Она прошептала это только ему – одними губами, но Мара услышала.
– Подожди… Сейчас он тебе ответит, – Мара потянулась к кукле.
– Не надо… – решительно отвела её руку Соня. – Он и так умеет, сам. Он уже сказал.
– Что, что сказал? – женщина почему-то жутко нервничала.
– Что хочет ко мне… Чтобы всегда со мной жить!
Борис и правда ей так сказал, она могла поклясться! Соня никогда в жизни (правда, пока её жизнь измерялась всего пятью, да и то неполными годами), не врала – ни себе, ни другим. Особенно по таким важным вопросам.
Тут, наконец, появилась воспитательница.
– Вот она где! А я считаю-пересчитываю, нет нашей Сони-тихони! Слава Богу, нашлась!
– Подождите… Скажите, у девочки есть кто-нибудь из родных?
– Круглая сирота. Она у нас недавно, месяцев восемь, с нового года.
Мара прислонила ладони к губам – то ли поражённая открытием, то ли что-то решая.
– Я знала её мать! – внезапно воскликнула она и добавила:
– Это точно. Абсолютно точно.
– Правда? Надо же!
– А что с отцом?
– По документам отца не было – внебрачный ребёнок.

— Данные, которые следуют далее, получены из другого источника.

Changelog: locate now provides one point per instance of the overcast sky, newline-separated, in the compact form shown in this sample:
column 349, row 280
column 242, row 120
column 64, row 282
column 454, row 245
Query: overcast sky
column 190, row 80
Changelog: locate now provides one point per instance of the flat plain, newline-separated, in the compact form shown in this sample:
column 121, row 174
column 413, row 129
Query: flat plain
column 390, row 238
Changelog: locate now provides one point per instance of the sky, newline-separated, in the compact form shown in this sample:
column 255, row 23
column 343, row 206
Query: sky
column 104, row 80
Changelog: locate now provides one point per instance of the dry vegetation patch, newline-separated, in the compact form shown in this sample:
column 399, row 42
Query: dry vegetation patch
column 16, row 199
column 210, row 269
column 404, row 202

– Да, да, это похоже… Аллочка – она второй раз, кажется, не расписывалась.
– А что же тогда за бабушка? – негромко поинтересовалась Ира.
– Да, была бабушка. Соня жила у старушки около года, та вроде признала, что её сына дочка. Только сына сама уже много лет не видала. Потом хворать начала, девочку к нам отдала – смотреть некому. Бабушки больше нет…
Воспитательница закончила фразу совсем тихо.
– Я бы могла? Мне надо поговорить с директором… – заявила Мара.
Разговор этот впечатался Соне в память, записался «на корочку». Иначе откуда бы она всё это знала? Мара не любила умильных воспоминаний о том дне и по-настоящему изводилась, если её хвалили за геройский поступок. Тётя Ира тоже предпочитала молчать.